Маленькая умывальня, загаженная, грязная; разбитый кафель, надписи карандашом, обрывки оберточной бумаги, баллончики аэрозоля, замызганная серая раковина, автомат с противовенерологическими таблетками («купи меня и спасешься») и единственная кабинка, которая была занята. Брэкетт двинул плечом, послышался треск, испуганное «ой!». Ямаец попытался подняться, но рука Брэкетта опустилась ему на голову, а нога тяжело наступила на край брюк. Ямаец принялся отбиваться, выкрикивая, что он не виноват. Брэкетт объяснил, что он не коп, и толкнул ямайца обратно.
— Так кто ж ты? — завизжал ямаец. — «Гомик» какой-нибудь?
— Нет, Муррей. Я ее друг.
Брэкетт сунул снимок в лицо ямайцу. Взглянув на фотографию, тот перевел глаза на Брэкетта и больше не сопротивлялся.
— Знал ее? — спросил Брэкетт.
До ямайца вдруг дошла неблаговидность его позы, и он нервно скрестил руки на животе.
— Не упрямься, Муррей, и я тебя скоро отпущу.
Муррей плотно сжал губы, Брэкетт убрал фотографию и аккуратно засунул двадцатидолларовую бумажку в карманчик рубашки ямайца.
— Ну, Муррей, выкладывай!
Ямаец покосился на деньги, на Брэкетта и покачал головой.

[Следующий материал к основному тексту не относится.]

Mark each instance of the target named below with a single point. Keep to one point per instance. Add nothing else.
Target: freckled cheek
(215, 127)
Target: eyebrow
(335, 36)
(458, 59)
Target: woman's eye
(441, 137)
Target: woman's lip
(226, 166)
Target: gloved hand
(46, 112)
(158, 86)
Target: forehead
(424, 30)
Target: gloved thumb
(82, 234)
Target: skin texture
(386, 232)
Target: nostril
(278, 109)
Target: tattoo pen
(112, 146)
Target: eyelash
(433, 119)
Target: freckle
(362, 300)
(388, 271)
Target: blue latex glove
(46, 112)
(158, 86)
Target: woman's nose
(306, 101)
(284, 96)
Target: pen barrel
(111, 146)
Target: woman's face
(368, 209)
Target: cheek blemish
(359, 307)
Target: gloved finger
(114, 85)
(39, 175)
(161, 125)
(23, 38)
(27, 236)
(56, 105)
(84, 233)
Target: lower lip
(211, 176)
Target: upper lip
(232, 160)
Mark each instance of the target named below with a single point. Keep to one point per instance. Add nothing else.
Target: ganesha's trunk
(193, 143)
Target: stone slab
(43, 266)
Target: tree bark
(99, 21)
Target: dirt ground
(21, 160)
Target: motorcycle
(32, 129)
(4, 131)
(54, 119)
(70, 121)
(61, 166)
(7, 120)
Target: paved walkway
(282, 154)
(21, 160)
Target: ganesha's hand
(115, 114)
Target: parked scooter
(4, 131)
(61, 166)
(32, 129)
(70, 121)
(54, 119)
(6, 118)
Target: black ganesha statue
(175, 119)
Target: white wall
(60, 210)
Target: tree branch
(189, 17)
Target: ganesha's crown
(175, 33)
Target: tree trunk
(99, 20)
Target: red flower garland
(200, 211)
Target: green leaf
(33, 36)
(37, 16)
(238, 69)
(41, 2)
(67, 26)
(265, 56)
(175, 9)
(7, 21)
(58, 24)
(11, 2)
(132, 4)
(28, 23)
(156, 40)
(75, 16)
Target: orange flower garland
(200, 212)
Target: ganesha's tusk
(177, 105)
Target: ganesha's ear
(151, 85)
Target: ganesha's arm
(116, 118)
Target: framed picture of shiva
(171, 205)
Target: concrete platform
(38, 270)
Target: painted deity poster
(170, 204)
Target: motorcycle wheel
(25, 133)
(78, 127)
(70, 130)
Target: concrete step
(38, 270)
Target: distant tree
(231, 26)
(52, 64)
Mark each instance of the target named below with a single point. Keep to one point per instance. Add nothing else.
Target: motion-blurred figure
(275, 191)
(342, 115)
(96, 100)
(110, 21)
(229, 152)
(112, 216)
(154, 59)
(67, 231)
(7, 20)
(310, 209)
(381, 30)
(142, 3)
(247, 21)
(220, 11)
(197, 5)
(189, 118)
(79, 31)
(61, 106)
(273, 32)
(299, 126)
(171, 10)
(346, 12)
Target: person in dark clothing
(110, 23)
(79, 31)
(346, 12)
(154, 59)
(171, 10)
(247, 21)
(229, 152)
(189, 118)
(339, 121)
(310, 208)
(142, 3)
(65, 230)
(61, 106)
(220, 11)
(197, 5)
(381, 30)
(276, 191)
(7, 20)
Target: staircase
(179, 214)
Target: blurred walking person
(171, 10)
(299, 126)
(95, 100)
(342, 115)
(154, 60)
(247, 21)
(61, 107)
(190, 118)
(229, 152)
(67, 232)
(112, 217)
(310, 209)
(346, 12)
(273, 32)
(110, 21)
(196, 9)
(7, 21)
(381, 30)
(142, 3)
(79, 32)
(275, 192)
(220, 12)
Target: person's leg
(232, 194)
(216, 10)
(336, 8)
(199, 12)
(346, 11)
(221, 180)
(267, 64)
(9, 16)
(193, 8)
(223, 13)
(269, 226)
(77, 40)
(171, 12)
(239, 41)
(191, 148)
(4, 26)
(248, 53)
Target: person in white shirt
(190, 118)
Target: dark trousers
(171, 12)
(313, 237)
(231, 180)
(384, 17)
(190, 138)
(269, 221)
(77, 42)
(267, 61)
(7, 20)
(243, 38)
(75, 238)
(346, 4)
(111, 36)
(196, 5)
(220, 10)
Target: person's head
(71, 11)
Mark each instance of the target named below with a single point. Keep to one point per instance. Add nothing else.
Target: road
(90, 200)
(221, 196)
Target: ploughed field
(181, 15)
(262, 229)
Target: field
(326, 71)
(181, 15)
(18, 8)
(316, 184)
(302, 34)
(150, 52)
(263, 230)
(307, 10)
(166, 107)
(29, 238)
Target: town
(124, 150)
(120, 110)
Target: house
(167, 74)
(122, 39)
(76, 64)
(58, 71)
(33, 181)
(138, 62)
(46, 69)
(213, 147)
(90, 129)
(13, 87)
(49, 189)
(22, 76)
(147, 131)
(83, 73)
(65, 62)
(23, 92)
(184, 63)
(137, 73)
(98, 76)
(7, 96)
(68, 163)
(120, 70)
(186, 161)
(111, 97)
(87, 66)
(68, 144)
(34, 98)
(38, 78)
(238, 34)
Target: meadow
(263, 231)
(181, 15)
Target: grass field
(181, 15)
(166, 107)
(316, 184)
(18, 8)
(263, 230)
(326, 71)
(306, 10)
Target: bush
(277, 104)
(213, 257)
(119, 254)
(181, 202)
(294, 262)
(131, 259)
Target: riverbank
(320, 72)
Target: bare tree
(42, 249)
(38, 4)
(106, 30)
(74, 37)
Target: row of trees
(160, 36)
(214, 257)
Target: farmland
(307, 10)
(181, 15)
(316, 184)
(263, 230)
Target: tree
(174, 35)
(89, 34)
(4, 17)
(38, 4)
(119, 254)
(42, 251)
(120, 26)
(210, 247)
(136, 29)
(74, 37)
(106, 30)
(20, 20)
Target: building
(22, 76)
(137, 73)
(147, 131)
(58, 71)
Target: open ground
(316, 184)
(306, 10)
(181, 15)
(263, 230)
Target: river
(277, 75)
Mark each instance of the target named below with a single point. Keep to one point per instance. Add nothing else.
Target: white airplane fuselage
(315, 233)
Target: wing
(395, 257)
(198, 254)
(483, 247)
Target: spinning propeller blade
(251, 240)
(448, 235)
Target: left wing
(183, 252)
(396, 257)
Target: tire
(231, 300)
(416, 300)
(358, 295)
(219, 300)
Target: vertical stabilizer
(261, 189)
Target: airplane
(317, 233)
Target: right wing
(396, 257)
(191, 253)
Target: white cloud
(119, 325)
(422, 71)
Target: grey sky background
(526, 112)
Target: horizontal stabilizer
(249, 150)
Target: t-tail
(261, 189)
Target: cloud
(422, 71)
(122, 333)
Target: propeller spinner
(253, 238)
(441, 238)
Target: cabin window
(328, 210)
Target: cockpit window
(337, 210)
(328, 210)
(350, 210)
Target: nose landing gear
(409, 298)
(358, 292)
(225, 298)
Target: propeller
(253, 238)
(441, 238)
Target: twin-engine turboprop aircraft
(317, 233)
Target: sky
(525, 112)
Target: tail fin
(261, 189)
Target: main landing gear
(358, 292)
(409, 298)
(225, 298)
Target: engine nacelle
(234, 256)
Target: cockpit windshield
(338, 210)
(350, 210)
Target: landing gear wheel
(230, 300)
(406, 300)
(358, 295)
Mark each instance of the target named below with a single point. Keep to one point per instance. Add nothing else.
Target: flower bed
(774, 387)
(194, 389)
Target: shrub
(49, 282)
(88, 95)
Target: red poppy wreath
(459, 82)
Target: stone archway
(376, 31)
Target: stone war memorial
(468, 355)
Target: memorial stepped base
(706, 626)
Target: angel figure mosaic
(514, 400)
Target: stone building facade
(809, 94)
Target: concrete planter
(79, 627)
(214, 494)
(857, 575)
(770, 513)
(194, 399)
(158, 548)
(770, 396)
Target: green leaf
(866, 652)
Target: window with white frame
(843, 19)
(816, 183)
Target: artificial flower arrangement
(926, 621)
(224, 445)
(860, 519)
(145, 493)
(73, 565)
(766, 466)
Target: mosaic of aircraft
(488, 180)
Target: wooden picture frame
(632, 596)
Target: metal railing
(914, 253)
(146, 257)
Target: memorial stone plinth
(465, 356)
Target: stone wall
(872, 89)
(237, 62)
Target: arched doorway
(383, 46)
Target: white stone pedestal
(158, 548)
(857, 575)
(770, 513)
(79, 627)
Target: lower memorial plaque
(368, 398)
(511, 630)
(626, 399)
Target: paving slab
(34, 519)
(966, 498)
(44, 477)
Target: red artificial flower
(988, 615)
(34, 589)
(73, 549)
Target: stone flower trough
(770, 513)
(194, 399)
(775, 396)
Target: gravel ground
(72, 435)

— За двадцать долларов ничего не знаю. Даже сколько сейчас времени, не знаю.
— Послушай, дверь заперта. Здесь только ты и я. И больше никого. Поразмысли.
Размышлял Муррей полминуты. Может, гадал, есть ли у Брэкетта пистолет. Он понимал, что продавать ему особо нечего: секретов ему не доверяли даже мелкие сошки. В лучшем случае он любитель-толкач, продающий пакетики коки мальчишкам из коттеджей и обществам детских садов, которые с таким же успехом могли покупать тальк. Не в таком он положении, чтобы торговаться с кем-то, даже с домашним торговцем овощами. А уж тем более с Брэкеттом, который, похоже, ни во что не ставит его жизнь, как сам он ни во что не ставит жизнь других. Отдав дань гордости, Муррей покорно поплелся за здравым смыслом.
— А ты точно не наркоман?
— Если тебе от этого легче, считай, что наркоман.
— Да нет, — Муррей вгляделся в Брэкетта. — Те не дают, а берут.
— Имеешь в виду кого-то определенного?
— Из тех, кто берет? Разыгрываешь? — Ямаец расхохотался.
— Иордан? — поинтересовался Брэкетт.
— Река в Библии, — без задержки выдал Муррей. — Отгадывать, пока не набавишь до сорока?
Брэкетт улыбнулся. Ему понравилась выбранная тактика.
— Послушай, дай хоть брюки натянуть, — попросил Муррей.
— И так хорош. Расскажи про девушку.
— Парень, да не могу же я так!
— Рассказывай, Муррей!
— Я ничего не знаю, — вздохнул Муррей. — Тут таких девчонок полно.
— Вчера она заходила?
— Когда?
— Часов около четырех утра?
— Ах да! Забегала, верно. Но всего минут на десять.
— Видел, как она уходила?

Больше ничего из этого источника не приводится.